Tepat saat itu, kami sedang duduk di area luar dari sebuah kafe milik salah satu teman dekat. Sebenarnya kami pernah bertemu beberapa kali di kampus karena kami berasal dari satu fakultas, tapi baru kali ini kami berbincang-bincang secara intensif.

Pada saat pertanyaan tersebut keluar bak sebuah petir, gerimis mulai menyelimuti sore yang mendung di Jalan Monjali.
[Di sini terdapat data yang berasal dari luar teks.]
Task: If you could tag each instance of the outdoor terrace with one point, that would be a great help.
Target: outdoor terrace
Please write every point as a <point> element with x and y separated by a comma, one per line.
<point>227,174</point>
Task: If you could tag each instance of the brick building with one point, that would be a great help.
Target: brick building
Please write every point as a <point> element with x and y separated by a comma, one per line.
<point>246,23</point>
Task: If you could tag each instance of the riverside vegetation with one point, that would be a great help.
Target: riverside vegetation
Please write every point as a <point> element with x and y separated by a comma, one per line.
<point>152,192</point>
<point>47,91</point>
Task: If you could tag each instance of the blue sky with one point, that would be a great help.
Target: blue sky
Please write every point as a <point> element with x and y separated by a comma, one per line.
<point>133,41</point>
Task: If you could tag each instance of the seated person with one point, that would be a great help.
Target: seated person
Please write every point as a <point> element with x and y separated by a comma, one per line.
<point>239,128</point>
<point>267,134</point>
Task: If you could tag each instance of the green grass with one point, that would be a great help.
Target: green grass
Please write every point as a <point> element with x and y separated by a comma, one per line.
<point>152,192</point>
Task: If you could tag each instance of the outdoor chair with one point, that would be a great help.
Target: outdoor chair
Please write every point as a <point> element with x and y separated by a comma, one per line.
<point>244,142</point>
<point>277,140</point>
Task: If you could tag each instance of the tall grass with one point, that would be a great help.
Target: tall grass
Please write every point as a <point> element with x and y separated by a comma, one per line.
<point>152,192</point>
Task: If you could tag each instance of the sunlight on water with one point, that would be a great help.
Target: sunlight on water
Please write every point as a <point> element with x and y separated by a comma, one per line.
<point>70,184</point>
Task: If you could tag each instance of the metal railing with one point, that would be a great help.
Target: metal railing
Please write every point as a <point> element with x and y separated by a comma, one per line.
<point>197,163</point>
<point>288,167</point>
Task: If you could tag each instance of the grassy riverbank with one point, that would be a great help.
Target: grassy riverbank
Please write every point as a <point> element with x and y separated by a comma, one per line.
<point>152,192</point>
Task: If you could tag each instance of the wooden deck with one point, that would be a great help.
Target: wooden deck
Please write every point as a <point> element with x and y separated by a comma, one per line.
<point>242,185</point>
Saya terdiam dan termenung, memikirkan berbagai kemungkinan jawaban.

Terlebih lagi, tujuan saya saat itu hanya ingin bersenda gurau dan ketawa ketiwi, bukan malah krisis eksistensi.

Kurang lebih 5 menit saya mengisi waktu hening tersebut dengan suara hmm..

Mata saya menjelajah ke sana kemari-kemari mencari jawaban, kadang ke muka lawan bicara saya, kadang ke langit, kadang ke teman saya yang sedang mengaduk mie di dapur, kadang ke tanaman lidah mertua yang sepertinya tidak pernah disiram selama berhari-hari.

Tiba-tiba saya teringat lagu yang saya dengarkan ketika mengendarai Astrea Grand ’92 di perjalanan menuju ke kafe tersebut. Dalam lagu tersebut ada lirik yang berbunyi, Aku hanya ingin ketenangan.

Seketika saya menjawab dengan mantap, menatap mata senior saya,

“Aku sih pengen ketenangan, kak.”

Mendengar jawaban tersebut, senior saya mengheningkan cipta sembari menyiapkan reaksi paling tepat. Tersirat sedikit keterkejutan dalam raut mukanya, tapi saya dapat menebak dengan jelas apa yang ada di pikirannya.

Babak II: Ketenangan yang Didambakan

Entah bagaimana reaksi kalian yang membaca ini, tapi saya tersenyum kecil ketika mengingat kembali lontaran kata tersebut dan raut reaksi senior saya. Seolah hidup saya yang paling hancur berkeping-keping.

Oke, si paling Gen Zen.

Tidak dipungkiri, jawaban tersebut keluar karena saya merasa demikian dan saya perlu mengatasi semuanya secara mandiri.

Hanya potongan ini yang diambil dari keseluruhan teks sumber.